The Value of Hackstarter

Hackstarter provided the push to move from a compelling idea to a device that works in the real world. Grounded in evidence and user research from the outset, the team moved from concept to a functioning prototype within six weeks. This consisted of a sleeve with live sensor data, a working detection algorithm and a user interface. The pace was demanding, but the time constraint ensured swift decisions, accelerated learning, and produced a working model tangible enough to test and believe in. 

Hackstarter Award: Popular Vote
P
roject Name: SABLE Sleeve

Creators:
Lana Wang, Alice Han and Una Ding

Description:
A smart compression sleeve that monitors muscle activity overnight and delivers personalised insights to help alleviate nocturnal leg cramps.  

This project addresses a condition that affects one in three adults over 60 and has, until now, been largely overlooked. Nocturnal leg cramps are disruptive, distressing, and persistently difficult to treat, not because solutions don’t exist, but because there has been no reliable way to determine which solution works for each individual. SABLE addresses this with a smart compression sleeve that monitors muscle activity throughout the night and transforms that data into clear, personalised guidance on what genuinely reduces symptoms. 

Hackstarter Award: Popular Vote
Title: SpineSync Wearable System

Creator:
Lizzy Armstrong and Manuela Coronado

Description:
A wearable device that continuously monitors spinal muscle activity, giving physiotherapists objective data to treat the root cause of back pain, and patients real visibility into their own recovery.

SpineSync is a wearable Electromyography system that measures spinal muscle activity in real time. Back pain affects 1 in 4 adults, yet root cause goes unidentified in 90% of cases, because the one thing that matters most, how muscles actually function, is almost never measured. Physiotherapists treat symptoms through observation alone. SpineSync changes that: it detects which muscles are underperforming or overcompensating, automatically generates targeted corrective exercises, and gives clinicians objective data between appointments. This shifts treatment from observation to evidence-based precision, targeting the 70% relapse rate that defines current back pain management.

 

How Hackstarter Enabled Progress

Hackstarter gave the structure to move from concept to working prototype. The team developed real-time muscle detection capabilities, built activation analysis algorithms, and designed a system that links muscle patterns to personalised rehabilitation plans. Beyond the technical build, the programme helped them validate the clinical need.

The event sparked bold ideas, and with relentless dedication, participants showcased compelling pathways to deliver real, tangible impact.

Dr Ajit Panesar (Hackstarter 2026 Judge)

Associate Professor (Reader) in Computational Design for Advanced Manufacturing, Dept. of Aeronautics, Imperial

Advice From Hackstarter Teams

Hackstarter participants share their thoughts on how to get the most from the programme, its benefits and the aspects they found particularly rewarding.
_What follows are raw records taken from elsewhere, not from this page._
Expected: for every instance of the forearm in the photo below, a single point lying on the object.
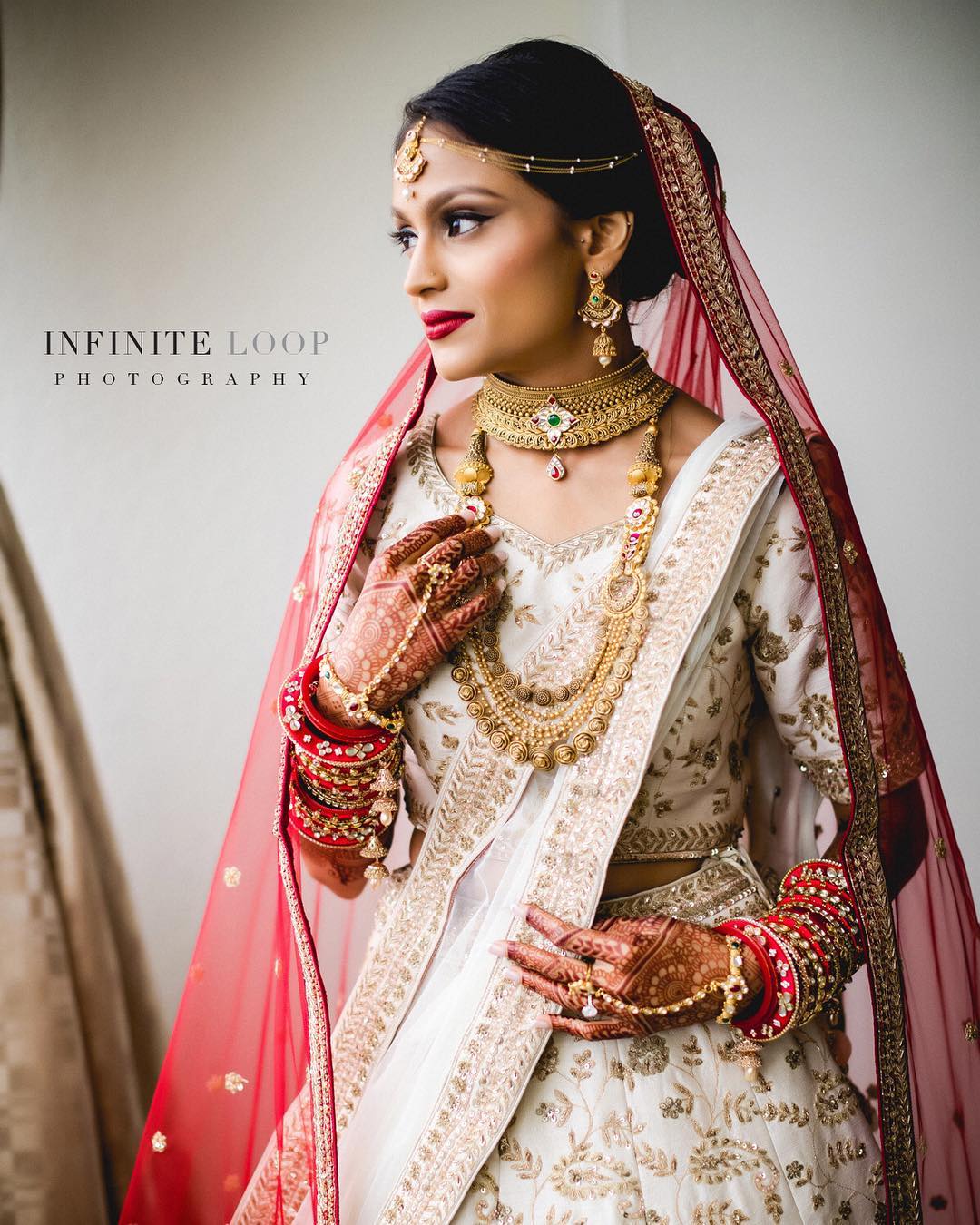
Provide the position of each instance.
(339, 868)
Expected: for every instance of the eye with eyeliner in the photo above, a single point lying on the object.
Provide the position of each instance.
(401, 237)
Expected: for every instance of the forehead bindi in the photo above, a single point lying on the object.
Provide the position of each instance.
(447, 173)
(433, 202)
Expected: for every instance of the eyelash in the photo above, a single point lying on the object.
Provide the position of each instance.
(401, 237)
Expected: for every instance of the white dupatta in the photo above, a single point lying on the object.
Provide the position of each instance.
(398, 1133)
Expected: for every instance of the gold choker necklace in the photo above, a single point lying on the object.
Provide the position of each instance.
(536, 723)
(571, 416)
“Take time in your design, because if you do something wrong there then it becomes a bit more difficult later on. But have fun, do something you’ve never done before!”
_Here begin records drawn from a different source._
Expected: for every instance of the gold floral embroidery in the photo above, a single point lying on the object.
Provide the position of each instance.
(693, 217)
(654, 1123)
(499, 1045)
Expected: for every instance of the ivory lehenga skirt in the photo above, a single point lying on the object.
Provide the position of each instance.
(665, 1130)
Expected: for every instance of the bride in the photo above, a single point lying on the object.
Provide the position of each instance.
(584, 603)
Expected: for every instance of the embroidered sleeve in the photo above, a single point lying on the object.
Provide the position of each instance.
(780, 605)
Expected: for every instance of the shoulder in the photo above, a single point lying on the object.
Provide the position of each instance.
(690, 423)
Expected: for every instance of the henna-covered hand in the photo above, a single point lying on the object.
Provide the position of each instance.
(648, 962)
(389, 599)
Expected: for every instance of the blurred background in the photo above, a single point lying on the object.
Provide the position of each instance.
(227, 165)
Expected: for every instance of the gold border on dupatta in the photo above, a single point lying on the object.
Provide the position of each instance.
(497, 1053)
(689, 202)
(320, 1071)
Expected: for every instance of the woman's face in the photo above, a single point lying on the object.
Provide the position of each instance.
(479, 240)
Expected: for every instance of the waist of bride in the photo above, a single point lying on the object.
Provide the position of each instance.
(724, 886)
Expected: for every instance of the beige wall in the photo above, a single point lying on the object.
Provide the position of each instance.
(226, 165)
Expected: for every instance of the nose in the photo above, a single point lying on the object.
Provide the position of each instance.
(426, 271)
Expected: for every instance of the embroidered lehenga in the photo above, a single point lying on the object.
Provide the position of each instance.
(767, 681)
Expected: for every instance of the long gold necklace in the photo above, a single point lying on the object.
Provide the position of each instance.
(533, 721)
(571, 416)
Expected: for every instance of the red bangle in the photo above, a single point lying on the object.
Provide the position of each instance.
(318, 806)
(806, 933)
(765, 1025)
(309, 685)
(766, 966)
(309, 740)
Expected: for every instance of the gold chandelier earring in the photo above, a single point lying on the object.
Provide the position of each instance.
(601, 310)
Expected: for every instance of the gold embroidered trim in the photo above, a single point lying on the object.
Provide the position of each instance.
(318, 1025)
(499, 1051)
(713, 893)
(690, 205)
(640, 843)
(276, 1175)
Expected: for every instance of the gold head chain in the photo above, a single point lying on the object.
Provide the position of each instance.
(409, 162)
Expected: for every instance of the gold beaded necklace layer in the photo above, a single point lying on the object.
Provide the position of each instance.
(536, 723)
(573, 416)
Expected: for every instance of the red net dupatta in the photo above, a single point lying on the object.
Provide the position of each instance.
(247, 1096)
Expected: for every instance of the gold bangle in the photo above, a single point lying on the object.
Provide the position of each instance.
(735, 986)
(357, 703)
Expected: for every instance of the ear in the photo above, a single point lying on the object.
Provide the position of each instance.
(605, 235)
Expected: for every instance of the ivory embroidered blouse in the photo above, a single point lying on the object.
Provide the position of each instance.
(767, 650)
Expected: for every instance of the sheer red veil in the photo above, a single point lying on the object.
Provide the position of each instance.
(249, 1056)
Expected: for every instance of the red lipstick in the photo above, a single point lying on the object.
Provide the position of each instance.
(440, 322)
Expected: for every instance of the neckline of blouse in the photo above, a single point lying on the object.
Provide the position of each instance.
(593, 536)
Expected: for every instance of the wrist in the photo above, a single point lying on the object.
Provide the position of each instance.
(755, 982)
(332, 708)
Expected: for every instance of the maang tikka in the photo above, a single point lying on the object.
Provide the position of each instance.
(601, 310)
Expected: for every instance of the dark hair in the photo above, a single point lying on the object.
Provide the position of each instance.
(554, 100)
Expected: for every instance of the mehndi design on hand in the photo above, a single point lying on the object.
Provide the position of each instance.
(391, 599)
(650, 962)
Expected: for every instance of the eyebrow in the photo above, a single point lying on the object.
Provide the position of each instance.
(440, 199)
Click to play the full audio clip.

 

“We had a lot of fun together so first of all, take part with your friends.  The second thing is to be passionate about what you want to do. Do something that’s meaningful to you.”

Click to hear the full audio clip.

 

✨ Previous Winners: Hackstarter 2025

Menosense Wins Hackstarter 2025

Developed by Karina Cheng and Donna Pu, Menosense is an at-home menopause hormone monitoring device that uses saliva-based testing to provide real-time results. Inspired by Cheng’s mother’s experience with menopause, the team aims to make hormone tracking more accessible and informative.

Runner up: Compact Bone Health Scanner

Runner-up Alessandro Liuzzi-Jones, impressed judges with his affordable, compact osteoporosis screening device. Using laser precision technology, his invention has the potential to transform early diagnosis and prevention, addressing a major gap in bone health care.